Plaintiff contends that this exemption applies both to the proceeds of a 'wager' as defined in (b)(1) and to the proceeds of a 'lottery' as defined in (b)(2), and that under such exemption the proceeds derived from the baseball pool and the lottery were exempt from the tax. With this contention we do not agree. A reading of the section makes it plain, so we think, that the exemption is limited to the proceeds of a lottery and not those derived from wagers, as those two terms are defined.
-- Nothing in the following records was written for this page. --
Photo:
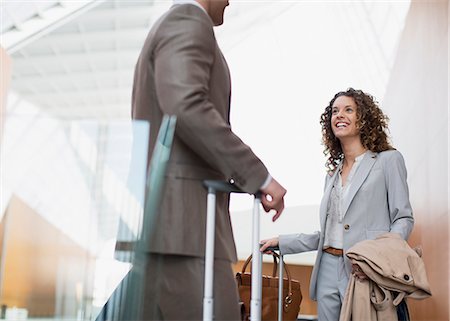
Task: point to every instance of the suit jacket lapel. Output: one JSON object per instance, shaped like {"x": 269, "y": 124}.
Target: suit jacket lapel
{"x": 326, "y": 197}
{"x": 360, "y": 176}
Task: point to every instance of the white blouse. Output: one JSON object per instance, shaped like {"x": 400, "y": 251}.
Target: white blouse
{"x": 334, "y": 231}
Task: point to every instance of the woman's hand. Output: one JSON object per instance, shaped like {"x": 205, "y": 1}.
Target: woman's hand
{"x": 273, "y": 242}
{"x": 360, "y": 275}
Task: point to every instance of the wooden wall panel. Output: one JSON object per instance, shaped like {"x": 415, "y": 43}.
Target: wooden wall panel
{"x": 417, "y": 103}
{"x": 42, "y": 266}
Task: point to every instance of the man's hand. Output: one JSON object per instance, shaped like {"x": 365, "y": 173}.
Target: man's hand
{"x": 272, "y": 198}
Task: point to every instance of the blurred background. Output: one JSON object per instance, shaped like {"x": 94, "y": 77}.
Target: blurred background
{"x": 72, "y": 176}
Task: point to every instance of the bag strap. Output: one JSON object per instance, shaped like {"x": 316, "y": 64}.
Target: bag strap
{"x": 288, "y": 298}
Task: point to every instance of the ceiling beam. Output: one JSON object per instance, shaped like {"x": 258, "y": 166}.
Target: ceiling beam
{"x": 136, "y": 35}
{"x": 96, "y": 56}
{"x": 38, "y": 26}
{"x": 122, "y": 74}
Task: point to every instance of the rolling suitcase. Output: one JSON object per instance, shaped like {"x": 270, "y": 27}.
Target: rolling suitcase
{"x": 256, "y": 292}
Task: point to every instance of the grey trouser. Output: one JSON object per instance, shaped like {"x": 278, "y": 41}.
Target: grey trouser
{"x": 170, "y": 287}
{"x": 332, "y": 282}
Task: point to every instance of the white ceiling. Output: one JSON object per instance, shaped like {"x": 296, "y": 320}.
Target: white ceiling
{"x": 84, "y": 68}
{"x": 76, "y": 59}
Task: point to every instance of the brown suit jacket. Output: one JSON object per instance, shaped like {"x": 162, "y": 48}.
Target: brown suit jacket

Plaintiff also argues that the proceeds from the baseball pool were not subject to a tax because its operation did not constitute 'any wager placed in a wagering pool with respect to a sports event or a contest, if such pool is conducted for profit.' This argument is based on the theory that the winner was determined by the number of runs scored in baseball games during the season rather than on the result of any particular game; that during the non-baseball season the winner depended upon the result of certain games played during the previous season, the games used being determined with reference to bank clearings, and that on Saturdays and Sundays, when no bank clearings were available, a pea-shake was employed to determine the day of the previous baseball season to be used. This argument is little more than an exercise in semantics and in our view is without merit. The operation constituted a wagering pool, the winner of which was determined by reference to the happenings of a sports event. The particular manner in which such event was used in determining the winner is beside the point. The baseball pool as conducted was a wagering pool within the statutory definition and, as already shown, was conducted by plaintiff for its profit.
The right of the government to tax the proceeds from the lottery presents a more difficult question. The winners of the lottery were determined by shaking lettered and numbered peas from a partitioned box. The question is, did this operation constitute 'any drawing,' as those words are used in the exemption provision? In our view, the question must be answered in the negative under the circumstances of the case. The legislative history of the Act indicates that it was the intention of Congress to exempt the occasional drawing conducted by organizations exempt from tax under Sec. 101. See Vol. 2, 1951 U.S. Code Congressional and Administrative Service, pages 1839, 1840 and 1841. If Congress had intended otherwise, it is reasonable to assume that it would have employed more definite and certain language. In the instant case plaintiff was the owner and engaged in the operation of a gambling establishment of considerable magnitude. The business was operated not by its members but by high salaried employees, trained and experienced in the wagering and lottery field, for the benefit and profit of plaintiff. Under such circumstances, it is not, in our judgment, entitled to the exemption.
Furthermore, plaintiff could not prevail even though we agreed with its contention that the lottery proceeds were exempt from tax. This is so for the reason that the tax assessed upon the receipts from the baseball pool was far in excess of that paid by plaintiff and sought to be recovered. Such being the case, the issue as to the taxability of the lottery proceeds is of no consequence.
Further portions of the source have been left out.